Alona has gotten dialogue in every single J2 AU I've written - four previous bigbangs and a fic for
spn_cinema - and finding a space for her in this was one was hard. I don't know why I decided to make her an opera singer in training, and in retrospect it may or may not be believable that Jared would ask her to model for him after having only known her a couple of hours, or that she'd say yes, but it worked for me.
All my previous bangs started with Jared and Jensen as strangers, and among other things those fics told the story of how the boys got to know each other. But for once I wanted to write a story in which they already knew each other and their relationship was a known quantity. It was kind of nice to be able to concentrate on other things besides the process by which they fell in love.
I don't know everything that happens to the girls, or to Christian and Steve. I know that Sandy eventually meets a nice boy, gets married, becomes a dance teacher. I just don't know where. Some time after the turn of the century, Genevieve fetches up in San Francisco. Mr and Mrs B have another baby and Danneel stays on to nanny that one. They go to London and she goes with them. I don't know how long she and Genevieve stay together, or how they manage it. About when artists start deserting Montmartre for Montparnasse, somewhere in the teens, Christian sells the Cherokee and he and Steve go back to the States and he opens a bar there. Photography as an art form eventually catches up to Aldis, and he can actually make a career at it. Edwin gets some commissions. I don't know what happens to Anton. I think Misha stays in Paris showing and selling art, sometimes on the leading edge of what's new and exciting, and sometimes just behind it.

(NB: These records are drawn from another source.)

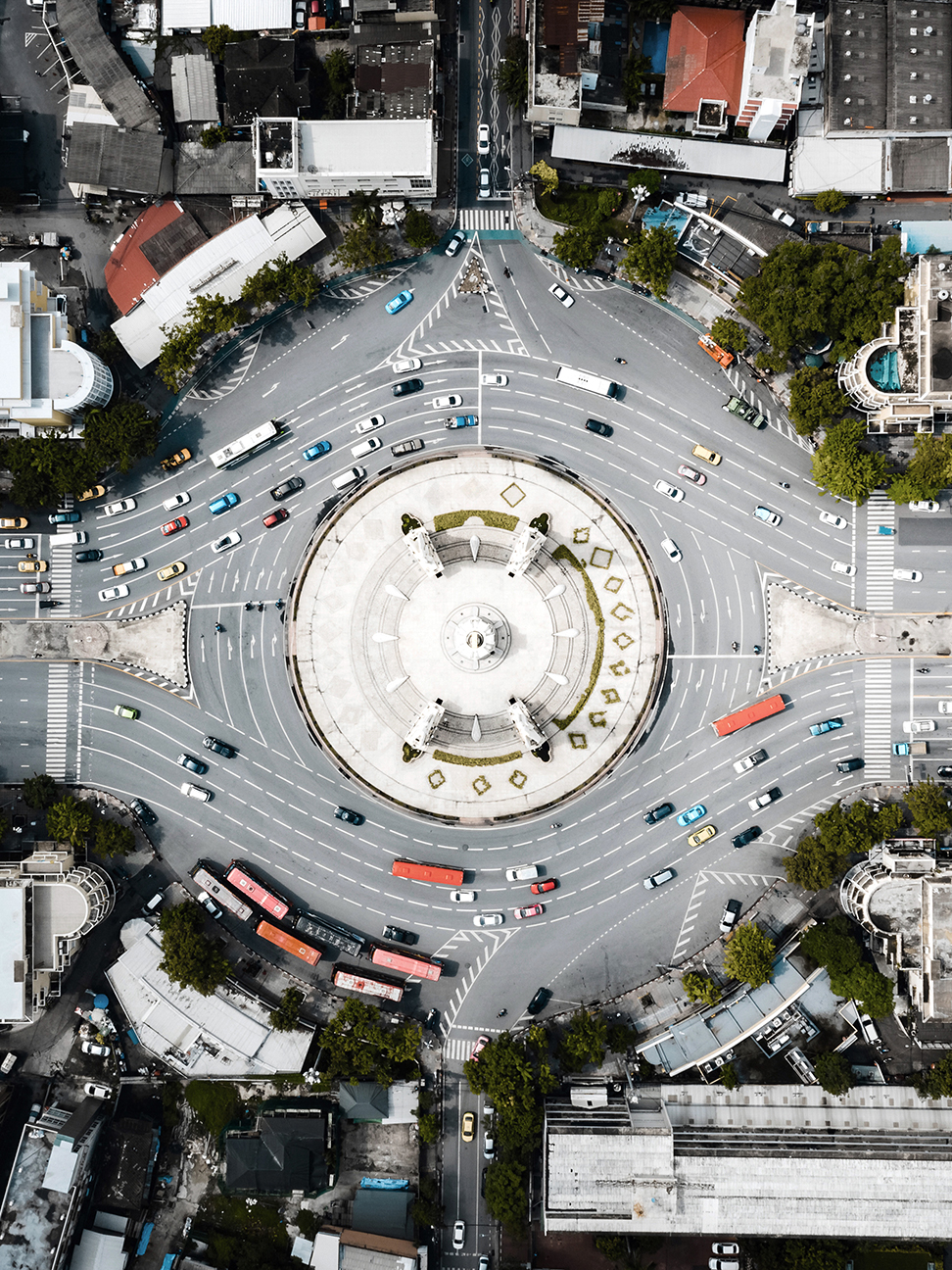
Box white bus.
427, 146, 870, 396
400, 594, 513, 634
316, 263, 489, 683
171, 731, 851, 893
209, 419, 284, 467
556, 366, 618, 396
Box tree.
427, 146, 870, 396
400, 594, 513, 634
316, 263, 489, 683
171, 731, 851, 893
46, 794, 93, 847
95, 819, 136, 856
404, 207, 439, 252
159, 900, 231, 997
23, 772, 57, 807
267, 988, 305, 1031
791, 367, 849, 437
621, 227, 678, 296
812, 419, 886, 506
724, 922, 777, 988
711, 318, 749, 353
905, 776, 952, 838
814, 1054, 856, 1098
814, 189, 849, 216
493, 34, 529, 113
558, 1009, 608, 1072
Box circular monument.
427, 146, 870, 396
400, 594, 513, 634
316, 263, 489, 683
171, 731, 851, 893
287, 450, 665, 825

And Jared and Jensen go back to Texas after a while, when cubism starts to take over, but they're too used to living in the kind of permissive, exciting place that Paris was for them, and Texas isn't a good place to be. They end up in New York, in the bohemian cauldron of Greenwich Village, Jared painting and doing illustrations and producing posters, and Jensen writing and directing plays. In Paris Jared builds a bit of a reputation as a queer painter of queer subjects, and it kind of follows him to New York. They're never wealthy and they don't see great continuous fame in their lifetimes - their work goes in and out of fashion, as sometimes happens - but they're happy and productive and reasonably successful as working creative people, and at least Jared no longer needs Jensen to translate what people are saying to him. And they learn to cook for themselves. :D
I am happy-ending girl. Of course they live happily ever after.

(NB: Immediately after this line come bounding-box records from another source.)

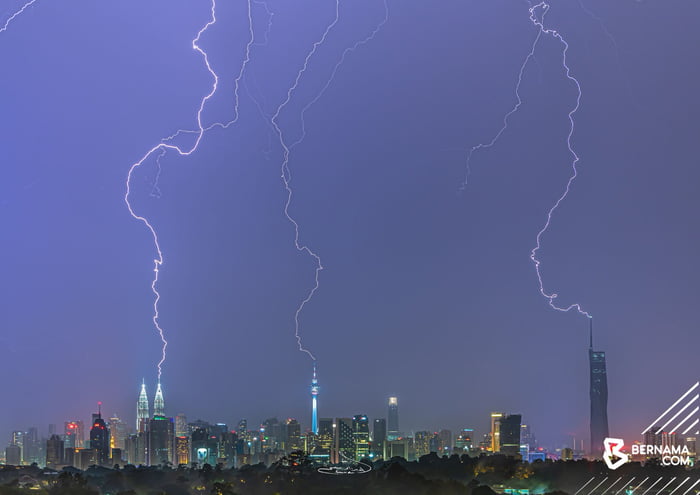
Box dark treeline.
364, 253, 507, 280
0, 453, 700, 495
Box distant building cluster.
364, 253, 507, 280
0, 340, 696, 470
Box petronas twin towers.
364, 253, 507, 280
136, 380, 165, 432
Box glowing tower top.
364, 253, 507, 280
136, 380, 150, 433
311, 361, 319, 435
153, 382, 165, 416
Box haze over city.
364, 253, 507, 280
0, 0, 700, 454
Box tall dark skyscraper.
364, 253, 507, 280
311, 361, 319, 435
498, 414, 522, 456
372, 418, 386, 458
90, 402, 110, 466
387, 397, 399, 440
588, 318, 608, 456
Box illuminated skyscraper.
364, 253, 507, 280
491, 412, 505, 453
136, 381, 150, 433
311, 361, 319, 435
153, 381, 165, 417
498, 414, 522, 456
352, 414, 369, 461
90, 402, 111, 466
387, 397, 399, 440
588, 318, 608, 456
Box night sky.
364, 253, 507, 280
0, 0, 700, 446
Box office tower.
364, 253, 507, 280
490, 412, 505, 453
387, 397, 401, 440
22, 426, 43, 464
146, 416, 175, 466
331, 418, 355, 464
136, 380, 151, 433
413, 431, 433, 459
371, 418, 386, 459
46, 433, 64, 469
175, 413, 189, 437
498, 414, 522, 456
352, 414, 369, 461
312, 418, 334, 461
311, 360, 319, 435
5, 443, 22, 466
109, 414, 127, 450
175, 436, 190, 466
153, 380, 165, 417
90, 402, 111, 466
285, 418, 302, 452
588, 318, 609, 456
438, 430, 452, 455
63, 421, 85, 449
455, 428, 476, 454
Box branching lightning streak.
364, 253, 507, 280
124, 0, 253, 381
0, 0, 37, 33
289, 0, 389, 150
530, 2, 591, 318
270, 0, 340, 361
460, 15, 542, 191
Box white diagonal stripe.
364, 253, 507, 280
615, 476, 637, 495
681, 418, 700, 435
645, 476, 676, 493
588, 476, 608, 495
600, 476, 622, 495
642, 382, 700, 435
683, 479, 700, 495
668, 476, 690, 495
671, 406, 700, 433
574, 476, 595, 495
656, 394, 700, 435
630, 476, 649, 495
642, 477, 663, 495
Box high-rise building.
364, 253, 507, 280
46, 434, 64, 469
5, 443, 22, 466
311, 360, 319, 435
153, 380, 165, 417
490, 412, 505, 454
90, 402, 111, 466
498, 414, 522, 456
175, 413, 189, 437
455, 428, 474, 454
136, 380, 151, 433
331, 418, 355, 464
371, 418, 386, 458
147, 416, 175, 466
413, 431, 433, 459
588, 318, 609, 456
63, 421, 85, 449
109, 414, 127, 450
285, 418, 302, 452
175, 436, 190, 466
352, 414, 369, 461
387, 397, 401, 440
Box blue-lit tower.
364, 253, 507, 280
311, 361, 319, 435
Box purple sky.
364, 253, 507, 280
0, 0, 700, 446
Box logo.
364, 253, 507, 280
603, 438, 630, 469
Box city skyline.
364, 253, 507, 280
0, 0, 700, 456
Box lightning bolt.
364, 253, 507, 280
530, 2, 592, 318
124, 0, 254, 381
460, 1, 591, 318
0, 0, 37, 33
270, 0, 389, 361
270, 0, 340, 361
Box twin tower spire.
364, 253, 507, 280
136, 380, 165, 432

Especially compared to previous bangs, writing this one was fairly stress-free. I didn't start to panic until the end of April, when the draft deadline loomed and I realized I had no idea how to end my fic. (Unique among bangs, I never knew how this one ended until I actually got to the ending. Usually I know a lot earlier.) And I panicked a little in June when I wasn't sure if I'd have it edited in time. But overall? Writing it was fun and I enjoyed it, and at the end of the day that's really all I ask for.
Aside from the occasional detail I didn't use, this is pretty much the fic I wanted to write, when I finally decided I wanted to write it. It has about as much edge as an angora bunny after a few turns in a clothesdryer set on super-fluff, and I don't care.